Halloween 2018

TIFF Journal: Halloween (2018)


Movie Rating:


It may be heresy to say, but David Gordon Green’s version of Halloween isn’t just better than the (overpraised) original, it’d work perfectly well if it were a standalone film that toyed with general slasher movie tropes rather than a continuation of a horror film saga. At the same time, the film also works exceptionally well as a follow-up to John Carpenter’s original, making references both explicit and subtle to appease even die-hard fans.

This balance between serving the fans (as evidenced by screams of recognition at the world premiere) and speaking to the uninitiated makes the movie work as well as it does. Green’s gift is to use precise cinematic craft to both pay homage to his heroes and make something new with the ingredients. His art-house-meets-pulp version of the franchise is particularly welcome.

Green co-wrote the script with Jeff Fradley and Danny McBride, writers known for their ribald comedies. They manage to inject a heightened sense of fun into the film, never letting it bog down in self-seriousness. On the other hand, this isn’t a farce. The gore and horror elements are fully exploited.

This is essentially a multi-generational revenge story, pitting the hunted against the hunter in quite enjoyable ways. Jamie Lee Curtis remains a force of nature, and everyone around her must bow to her presence on screen. The film plays out in pretty expected ways, but along the journey we’re treated to loads of Gothic and moody elements along with the darkly humorous parts.

Green’s Halloween is a blast, a veritable holiday treat that brings scares, thrills and a hell of a lot of fun to the party.


  1. Csm101

    Those are some ballsy words, Jason. I commend you for that. I don’t want to get too excited for this new version but it’s nice to hear good things.

    • Chris B

      I get what he’s saying.
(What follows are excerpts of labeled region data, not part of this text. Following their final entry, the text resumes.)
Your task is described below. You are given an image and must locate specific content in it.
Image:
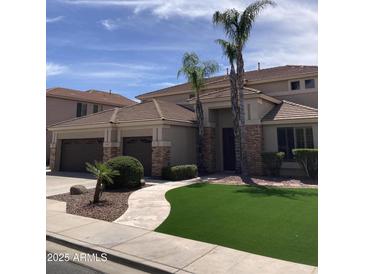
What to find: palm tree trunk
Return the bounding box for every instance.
[229,63,241,174]
[195,91,206,173]
[93,179,101,204]
[236,46,248,176]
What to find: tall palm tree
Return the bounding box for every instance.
[213,0,276,176]
[86,162,119,204]
[216,39,241,174]
[177,52,219,173]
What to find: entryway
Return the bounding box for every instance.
[222,128,236,170]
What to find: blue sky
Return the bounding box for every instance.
[47,0,317,98]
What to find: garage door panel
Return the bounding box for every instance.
[61,138,103,171]
[123,137,152,176]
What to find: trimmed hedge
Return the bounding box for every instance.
[261,152,285,176]
[293,148,318,179]
[162,165,198,181]
[106,156,144,188]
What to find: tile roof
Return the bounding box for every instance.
[136,65,318,99]
[46,88,136,107]
[262,100,318,121]
[188,87,261,101]
[50,99,196,128]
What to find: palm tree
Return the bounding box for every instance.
[177,52,219,173]
[86,162,119,204]
[213,0,276,176]
[216,39,241,174]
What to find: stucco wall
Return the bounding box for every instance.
[162,126,197,165]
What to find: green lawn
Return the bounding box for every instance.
[156,184,318,265]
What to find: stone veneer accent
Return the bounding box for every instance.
[203,127,216,173]
[152,146,171,177]
[245,125,264,175]
[103,146,120,162]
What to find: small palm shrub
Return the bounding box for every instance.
[106,156,144,188]
[86,162,119,204]
[261,152,285,176]
[293,148,318,179]
[162,165,198,181]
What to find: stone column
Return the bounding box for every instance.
[245,125,264,175]
[152,141,171,177]
[203,127,216,173]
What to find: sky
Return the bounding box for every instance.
[46,0,318,99]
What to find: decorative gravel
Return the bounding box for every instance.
[48,185,149,222]
[207,175,318,188]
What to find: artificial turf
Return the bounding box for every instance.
[156,184,318,265]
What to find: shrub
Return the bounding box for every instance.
[261,152,285,176]
[293,148,318,179]
[106,156,144,188]
[162,165,198,181]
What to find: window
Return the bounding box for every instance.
[76,103,87,117]
[277,127,314,160]
[290,81,300,90]
[304,79,315,89]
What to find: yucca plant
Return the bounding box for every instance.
[86,162,119,204]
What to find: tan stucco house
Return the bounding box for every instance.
[48,66,318,176]
[46,87,136,163]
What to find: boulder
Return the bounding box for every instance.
[70,185,87,195]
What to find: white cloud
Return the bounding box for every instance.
[46,16,64,23]
[46,62,68,77]
[100,19,118,30]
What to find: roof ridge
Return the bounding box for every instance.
[109,107,120,124]
[282,100,318,111]
[152,99,165,120]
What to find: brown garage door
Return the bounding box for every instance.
[61,138,103,171]
[123,137,152,176]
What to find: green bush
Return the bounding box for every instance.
[261,152,285,176]
[293,148,318,179]
[162,165,198,181]
[106,156,144,188]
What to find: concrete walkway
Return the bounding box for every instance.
[114,178,200,230]
[47,199,317,274]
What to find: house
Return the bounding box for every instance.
[49,66,318,176]
[46,87,136,163]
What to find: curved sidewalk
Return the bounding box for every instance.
[114,178,200,230]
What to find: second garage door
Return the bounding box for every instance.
[60,138,103,171]
[123,137,152,176]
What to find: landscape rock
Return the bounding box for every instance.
[70,185,87,195]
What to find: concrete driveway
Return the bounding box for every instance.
[46,172,96,197]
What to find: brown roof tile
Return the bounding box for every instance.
[137,65,318,99]
[262,101,318,121]
[46,88,136,107]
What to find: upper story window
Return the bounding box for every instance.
[76,103,87,117]
[304,79,315,89]
[277,127,314,160]
[93,105,103,113]
[290,80,300,90]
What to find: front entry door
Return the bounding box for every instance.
[223,128,236,170]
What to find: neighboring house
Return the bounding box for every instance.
[49,66,318,176]
[46,88,136,163]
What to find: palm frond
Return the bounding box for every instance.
[239,0,276,44]
[215,39,237,65]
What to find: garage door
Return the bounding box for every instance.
[123,137,152,176]
[60,138,103,171]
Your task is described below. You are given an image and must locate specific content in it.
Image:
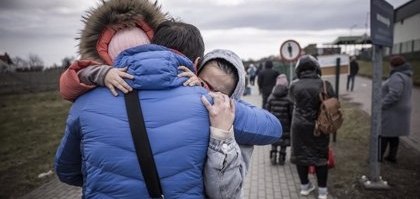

I absolutley love the original Halloween but I think people who hold it up as the greatest Horror movie ever made are indeed over-praising it. It’s one of the greatest slashers ever made though. Credit where credit is due.

      Like you, I’m excited for this one and happy to hesr it doesn’t suck. Bring on October!

      • njscorpio

        I think it excels as a template for future slasher movies, none of which have actually surpassed it. Some may have added more gore, or more violence, or more scenes to illicit terror, but I don’t think here is any slasher movie that is actually a “better movie”.

        Expanding it to “horror”, I would put this in my top 5.

        • Chris B

          I like Ft13th as much but for different reasons. Cunningham is no Carpenter but his movie was nastier and gorier than Halloween, which is virtually bloodless. Halloween has far more style and a great atmosphere though. Both have their strengths.

          • njscorpio

            Ft13th totally brought it’s own spin, and an important one at that, to the genre.

            Personally, I think the highlight of the slasher genre is A Nightmare on Elm Street. Such an amazing concept.

            They all owe something to Halloween…just like how if you were to watch ‘Dog Day Afternoon’, it feels like it’s just a basic bank robbery movie with the standard tropes, yet it was the movie that established those beats in the first place.

          • Csm101

            My go-to for introducing people to slashers is Friday the 13th. I love watching those in marathon mode with a group. Halloween is a close second.